ICLR Conference 2024 Conference Paper

Uncertainty-aware Graph-based Hyperspectral Image Classification

  • Linlin Yu
  • Yifei Lou
  • Feng Chen 0001

Hyperspectral imaging (HSI) technology captures spectral information across a broad wavelength range, providing richer pixel features compared to traditional color images with only three channels. Although pixel classification in HSI has been extensively studied, especially using graph convolution neural networks (GCNs), quantifying epistemic and aleatoric uncertainties associated with the HSI classification (HSIC) results remains an unexplored area. These two uncertainties are effective for out-of-distribution (OOD) and misclassification detection, respectively. In this paper, we adapt two advanced uncertainty quantification models, evidential GCNs (EGCN) and graph posterior networks (GPN), designed for node classifications in graphs, into the realm of HSIC. We first reveal theoretically that a popular uncertainty cross-entropy (UCE) loss function is insufficient to produce good epistemic uncertainty when learning EGCNs. To mitigate the limitations, we propose two regularization terms. One leverages the inherent property of HSI data where each feature vector is a linear combination of the spectra signatures of the confounding materials, while the other is the total variation (TV) regularization to enforce the spatial smoothness of the evidence with edge-preserving. We demonstrate the effectiveness of the proposed regularization terms on both EGCN and GPN on three real-world HSIC datasets for OOD and misclassification detection tasks. The code is available at GitHub.

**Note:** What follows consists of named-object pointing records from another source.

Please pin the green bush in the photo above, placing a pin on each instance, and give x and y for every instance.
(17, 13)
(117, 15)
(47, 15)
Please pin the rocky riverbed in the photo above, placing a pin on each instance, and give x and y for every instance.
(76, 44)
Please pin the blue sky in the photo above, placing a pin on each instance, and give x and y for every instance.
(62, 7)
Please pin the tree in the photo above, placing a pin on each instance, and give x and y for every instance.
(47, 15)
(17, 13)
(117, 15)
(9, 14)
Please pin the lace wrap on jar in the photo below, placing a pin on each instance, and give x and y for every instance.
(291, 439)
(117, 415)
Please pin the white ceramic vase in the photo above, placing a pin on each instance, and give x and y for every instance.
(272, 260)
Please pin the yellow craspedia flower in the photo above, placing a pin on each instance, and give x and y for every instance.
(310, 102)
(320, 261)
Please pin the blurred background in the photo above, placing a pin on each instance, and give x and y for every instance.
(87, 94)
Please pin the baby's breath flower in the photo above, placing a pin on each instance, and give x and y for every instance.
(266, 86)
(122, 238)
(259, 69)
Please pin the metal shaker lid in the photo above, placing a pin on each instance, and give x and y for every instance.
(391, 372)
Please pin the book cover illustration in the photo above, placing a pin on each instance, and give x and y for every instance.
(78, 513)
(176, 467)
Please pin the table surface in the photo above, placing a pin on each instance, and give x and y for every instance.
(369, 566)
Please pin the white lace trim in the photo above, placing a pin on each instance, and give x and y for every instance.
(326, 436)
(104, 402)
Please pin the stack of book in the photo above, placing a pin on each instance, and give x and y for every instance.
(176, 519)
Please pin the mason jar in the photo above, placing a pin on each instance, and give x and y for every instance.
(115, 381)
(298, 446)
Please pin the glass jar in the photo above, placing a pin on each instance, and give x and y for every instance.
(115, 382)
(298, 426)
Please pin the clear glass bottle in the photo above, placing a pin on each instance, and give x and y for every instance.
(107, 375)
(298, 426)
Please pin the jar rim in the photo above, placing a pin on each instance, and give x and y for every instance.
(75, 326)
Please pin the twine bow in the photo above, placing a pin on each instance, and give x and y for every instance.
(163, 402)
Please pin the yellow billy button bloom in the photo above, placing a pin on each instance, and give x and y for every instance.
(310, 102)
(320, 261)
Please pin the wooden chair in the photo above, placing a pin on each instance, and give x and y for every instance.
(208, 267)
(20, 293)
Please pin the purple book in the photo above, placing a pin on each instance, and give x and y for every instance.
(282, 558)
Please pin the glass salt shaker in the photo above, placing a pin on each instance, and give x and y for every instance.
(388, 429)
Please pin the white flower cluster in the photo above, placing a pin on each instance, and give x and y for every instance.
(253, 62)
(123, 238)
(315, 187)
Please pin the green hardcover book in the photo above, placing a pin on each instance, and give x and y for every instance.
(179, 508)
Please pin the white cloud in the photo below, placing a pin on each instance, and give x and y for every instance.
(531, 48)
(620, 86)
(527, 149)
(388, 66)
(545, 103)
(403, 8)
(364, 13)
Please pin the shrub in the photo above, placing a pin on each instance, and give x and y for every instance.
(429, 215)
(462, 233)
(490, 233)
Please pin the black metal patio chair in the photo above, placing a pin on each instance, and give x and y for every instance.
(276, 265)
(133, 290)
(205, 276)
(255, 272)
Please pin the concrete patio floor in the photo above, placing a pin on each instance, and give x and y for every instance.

NeurIPS Conference 2023 Conference Paper

Improvements on Uncertainty Quantification for Node Classification via Distance Based Regularization

  • Russell Hart
  • Linlin Yu
  • Yifei Lou
  • Feng Chen

Deep neural networks have achieved significant success in the last decades, but they are not well-calibrated and often produce unreliable predictions. A large number of literature relies on uncertainty quantification to evaluate the reliability of a learning model, which is particularly important for applications of out-of-distribution (OOD) detection and misclassification detection. We are interested in uncertainty quantification for interdependent node-level classification. We start our analysis based on graph posterior networks (GPNs) that optimize the uncertainty cross-entropy (UCE)-based loss function. We describe the theoretical limitations of the widely-used UCE loss. To alleviate the identified drawbacks, we propose a distance-based regularization that encourages clustered OOD nodes to remain clustered in the latent space. We conduct extensive comparison experiments on eight standard datasets and demonstrate that the proposed regularization outperforms the state-of-the-art in both OOD detection and misclassification detection.